Infelizmente, três pessoas saíram baleadas. Ao que consta, uma das vítimas foi fatal. Testemunhas falam que um homem saiu de um carro e logo foi atirando em uma mulher, suposto alvo. Um rapaz, que estava próximo a mulher foi atingido com dois tiros na cabeça e parece ter chegado ao óbito, ainda no local. A mulher também, segundo dizem, foi atingida na cabeça, mas reagia bem. Segundo testemunhas do local,  ainda houve uma terceira vítima que foi atingida  na altura do ombro por uma bala perdida e que, parece, está fora de perigo. A revolta maior é que o rapaz atingido é uma pessoa de bem, simples, querido pela sociedade e, pior de tudo, estava em serviço, no momento da tragédia, onde trabalhava como fiscal da prefeitura, sinalizando os carros que passavam em um dos acessos à festa. Cerca de meia hora depois, viaturas, motos e carros, do COTAN circulavam as ruas do centro da cidade a procura dos acusados. Até o momento, ninguém foi detido.

A VIOLÊNCIA NÃO PARA!

Ontem, na saída de um clube da cidade ao final de uma festa, mais um ato de violência resultou em uma vítima por bala. Um homem esperou a saída de um rapaz que se fazia presente à festa e disparou dois tiros, na altura do abdômen. O rapaz passou por uma cirurgia e passa bem. Antes, durante o dia, outro rapaz havia sido baleado, também na Sede do município de Aquiraz. O que está acontecendo?

Ao passar dos tempos e com a vida social cada vez mais moderna, os confrontos pessoais, discussões, que não são legais mas que deveriam ser resolvidos na base do diálogo, são, hoje, resolvidos à bala. Qualquer um se acha no direito de possuir uma arma e atirar e quem bem entender. Muitas vezes, as punições são amenas e, quando os acusados pertencem à famílias detentoras do poder, político e econômico, tais punições passam a ser uma grande comédia, quando há punição, claro.

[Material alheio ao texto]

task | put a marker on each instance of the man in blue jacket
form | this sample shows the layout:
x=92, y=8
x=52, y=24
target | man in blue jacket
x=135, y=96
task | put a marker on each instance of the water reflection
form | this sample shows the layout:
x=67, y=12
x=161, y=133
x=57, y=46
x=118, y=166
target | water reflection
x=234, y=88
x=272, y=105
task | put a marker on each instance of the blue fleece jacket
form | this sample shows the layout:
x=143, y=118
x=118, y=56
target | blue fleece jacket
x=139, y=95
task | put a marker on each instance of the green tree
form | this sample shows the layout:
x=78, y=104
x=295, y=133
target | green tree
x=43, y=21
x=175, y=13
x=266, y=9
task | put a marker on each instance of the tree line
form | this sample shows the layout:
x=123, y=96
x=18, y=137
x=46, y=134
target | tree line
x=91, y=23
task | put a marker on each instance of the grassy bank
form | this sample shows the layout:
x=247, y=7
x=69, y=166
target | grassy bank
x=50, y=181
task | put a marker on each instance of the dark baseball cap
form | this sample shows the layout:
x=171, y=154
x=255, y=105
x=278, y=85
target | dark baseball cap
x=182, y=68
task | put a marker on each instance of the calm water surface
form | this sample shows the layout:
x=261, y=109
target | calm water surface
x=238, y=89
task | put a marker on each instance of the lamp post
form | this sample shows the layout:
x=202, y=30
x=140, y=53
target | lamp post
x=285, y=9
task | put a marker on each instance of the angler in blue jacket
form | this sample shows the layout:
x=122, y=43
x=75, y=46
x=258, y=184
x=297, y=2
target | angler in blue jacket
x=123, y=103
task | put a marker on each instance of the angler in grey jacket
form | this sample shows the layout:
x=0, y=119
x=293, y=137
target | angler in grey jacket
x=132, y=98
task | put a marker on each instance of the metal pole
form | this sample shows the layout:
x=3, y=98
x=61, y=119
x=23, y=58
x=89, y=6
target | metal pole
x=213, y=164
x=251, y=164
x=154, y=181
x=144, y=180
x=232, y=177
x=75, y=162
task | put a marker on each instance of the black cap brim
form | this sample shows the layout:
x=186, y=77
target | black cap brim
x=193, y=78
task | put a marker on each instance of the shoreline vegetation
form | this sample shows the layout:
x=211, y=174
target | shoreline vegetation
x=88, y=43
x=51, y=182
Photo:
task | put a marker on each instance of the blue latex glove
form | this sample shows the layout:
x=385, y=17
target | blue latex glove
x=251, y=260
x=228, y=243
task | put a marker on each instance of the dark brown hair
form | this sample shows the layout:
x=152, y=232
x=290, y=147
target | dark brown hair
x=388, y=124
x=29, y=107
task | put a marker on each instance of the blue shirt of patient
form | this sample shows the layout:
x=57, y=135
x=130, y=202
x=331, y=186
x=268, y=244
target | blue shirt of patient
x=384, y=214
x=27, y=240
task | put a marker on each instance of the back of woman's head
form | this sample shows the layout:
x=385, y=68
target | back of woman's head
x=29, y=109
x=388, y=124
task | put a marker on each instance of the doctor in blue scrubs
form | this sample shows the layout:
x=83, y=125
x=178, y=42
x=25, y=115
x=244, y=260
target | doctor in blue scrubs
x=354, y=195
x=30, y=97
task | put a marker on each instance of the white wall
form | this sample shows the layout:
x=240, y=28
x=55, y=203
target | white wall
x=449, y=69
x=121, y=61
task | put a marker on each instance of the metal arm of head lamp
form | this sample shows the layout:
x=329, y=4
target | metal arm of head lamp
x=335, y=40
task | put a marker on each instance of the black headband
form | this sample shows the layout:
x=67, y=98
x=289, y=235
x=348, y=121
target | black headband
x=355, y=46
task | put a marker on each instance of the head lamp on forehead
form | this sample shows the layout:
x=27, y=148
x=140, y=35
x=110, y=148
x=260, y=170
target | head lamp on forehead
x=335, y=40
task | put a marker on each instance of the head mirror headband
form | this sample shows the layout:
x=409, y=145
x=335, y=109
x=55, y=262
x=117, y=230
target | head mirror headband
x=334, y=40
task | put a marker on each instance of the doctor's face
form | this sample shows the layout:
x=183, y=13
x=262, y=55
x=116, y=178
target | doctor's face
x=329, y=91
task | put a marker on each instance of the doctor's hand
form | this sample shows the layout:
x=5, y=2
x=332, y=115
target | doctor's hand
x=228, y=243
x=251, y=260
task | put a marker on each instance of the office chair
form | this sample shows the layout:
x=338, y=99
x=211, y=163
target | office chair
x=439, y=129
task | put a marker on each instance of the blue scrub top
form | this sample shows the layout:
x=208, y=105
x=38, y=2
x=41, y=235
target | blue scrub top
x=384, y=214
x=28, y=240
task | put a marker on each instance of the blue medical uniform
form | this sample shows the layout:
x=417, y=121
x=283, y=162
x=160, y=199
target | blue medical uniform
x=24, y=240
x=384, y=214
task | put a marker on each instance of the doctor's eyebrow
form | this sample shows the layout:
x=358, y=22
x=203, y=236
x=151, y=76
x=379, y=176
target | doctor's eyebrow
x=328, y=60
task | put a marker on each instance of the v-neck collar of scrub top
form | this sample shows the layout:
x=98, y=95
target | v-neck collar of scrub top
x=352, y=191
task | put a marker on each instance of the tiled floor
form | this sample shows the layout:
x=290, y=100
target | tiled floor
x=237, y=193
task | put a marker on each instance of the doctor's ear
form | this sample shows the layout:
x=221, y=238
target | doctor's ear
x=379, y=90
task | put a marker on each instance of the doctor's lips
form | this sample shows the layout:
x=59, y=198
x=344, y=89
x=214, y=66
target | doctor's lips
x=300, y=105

A violência parece não ter freio e a sensação de insegurança tira, cada vez mais, a paz das pessoas de bem. Atirar se torna um ato comum e tirar vidas passou a ser normal diante de tanta impunidade. Sem acesso a uma educação de qualidade, à cultura, aos esportes, ao lazer, ao emprego, as pessoas, sobretudo os jovens, buscam nos caminhos obscuros um meio de se incluir socialmente, mesmo que esse caminho seja perigoso e mortal. Por outro lado, a insuficiência de efetivo da polícia e, no caso dos municípios, de efetivo da guarda municipal, aumenta a sensação de insegurança, ao passo em que favorece a ação criminosa. Há de se investir em inclusão social e no efetivo de segurança para amenizar a fundo os males dessa violência gritante. Há tempos questionamos a segurança. Pouca ou nenhuma ação é verdadeiramente realizada.

O mundo precisa de PAZ! A sociedade exige ATITUDE das autoridades competentes.